B. UNE RÉSERVE DE CRISE UNIQUEMENT DÉSTINÉE À ASSURER L'ETAT CONTRE SES PROPRES ERREURS
L'action n° 27 (501 M€ en AE et CP pour 2019), qui porte les subventions aux principaux opérateurs de l'État, analysées ci-après, ainsi que la réserve « de crise » apparue pour la première fois dans le budget 2018, recule de 90 M€ par rapport à 2018 compte tenu du recul de cette dernière.
1. Dès la première année, une crise sans réserve pour la « réserve de crise »
La création en 2018 d'une réserve de crise de 300 millions d'euros répondait à un enjeu de plus grande sincérisation budgétaire nécessitée par le budget de l'agriculture, ce dernier ayant connu ces dernières années des ouvertures de crédits importantes en cours d'exercice.

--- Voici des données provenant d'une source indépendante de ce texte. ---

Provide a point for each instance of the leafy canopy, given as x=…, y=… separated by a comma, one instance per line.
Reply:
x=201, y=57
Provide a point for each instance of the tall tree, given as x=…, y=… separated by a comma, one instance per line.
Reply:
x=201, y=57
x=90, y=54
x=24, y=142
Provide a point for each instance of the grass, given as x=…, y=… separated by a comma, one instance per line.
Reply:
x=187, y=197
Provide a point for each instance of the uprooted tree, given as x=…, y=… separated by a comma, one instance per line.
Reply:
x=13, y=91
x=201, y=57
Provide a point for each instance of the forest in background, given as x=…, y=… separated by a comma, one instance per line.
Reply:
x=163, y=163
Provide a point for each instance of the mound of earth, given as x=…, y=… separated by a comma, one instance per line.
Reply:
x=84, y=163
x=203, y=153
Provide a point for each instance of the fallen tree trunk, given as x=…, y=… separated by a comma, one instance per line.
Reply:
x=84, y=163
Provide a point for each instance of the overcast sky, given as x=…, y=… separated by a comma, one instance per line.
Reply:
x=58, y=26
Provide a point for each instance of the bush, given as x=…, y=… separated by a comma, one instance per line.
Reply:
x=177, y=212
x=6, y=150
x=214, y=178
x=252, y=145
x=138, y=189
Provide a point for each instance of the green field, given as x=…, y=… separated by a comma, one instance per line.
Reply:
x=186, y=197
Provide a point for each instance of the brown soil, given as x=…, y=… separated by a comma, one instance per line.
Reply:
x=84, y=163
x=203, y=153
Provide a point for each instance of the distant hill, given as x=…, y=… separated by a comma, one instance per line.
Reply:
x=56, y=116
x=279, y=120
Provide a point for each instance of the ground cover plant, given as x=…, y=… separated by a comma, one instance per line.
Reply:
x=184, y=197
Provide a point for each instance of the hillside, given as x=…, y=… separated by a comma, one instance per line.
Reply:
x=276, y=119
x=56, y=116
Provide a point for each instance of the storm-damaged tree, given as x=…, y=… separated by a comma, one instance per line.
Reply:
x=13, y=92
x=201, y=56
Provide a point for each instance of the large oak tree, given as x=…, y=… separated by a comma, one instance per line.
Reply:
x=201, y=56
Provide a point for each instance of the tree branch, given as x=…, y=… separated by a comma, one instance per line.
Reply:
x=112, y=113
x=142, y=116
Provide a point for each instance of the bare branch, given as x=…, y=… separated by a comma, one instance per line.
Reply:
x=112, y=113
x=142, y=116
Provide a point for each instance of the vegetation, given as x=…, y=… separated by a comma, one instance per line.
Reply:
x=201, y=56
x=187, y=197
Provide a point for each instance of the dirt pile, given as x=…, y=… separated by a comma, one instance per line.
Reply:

Pour le Gouvernement, l'inscription de cette provision de 300 M€ devait permettre de « couvrir, tout au long de l'année 2018, d'éventuelles crises économiques, sanitaires ou climatiques affectant le secteur agricole, ainsi que les pénalités imposées par la Commission européenne . 28 ( * ) » Cette réserve venait s'ajouter à la réserve de précaution du programme, d'environ 72 M€ en 2018 sur la mission.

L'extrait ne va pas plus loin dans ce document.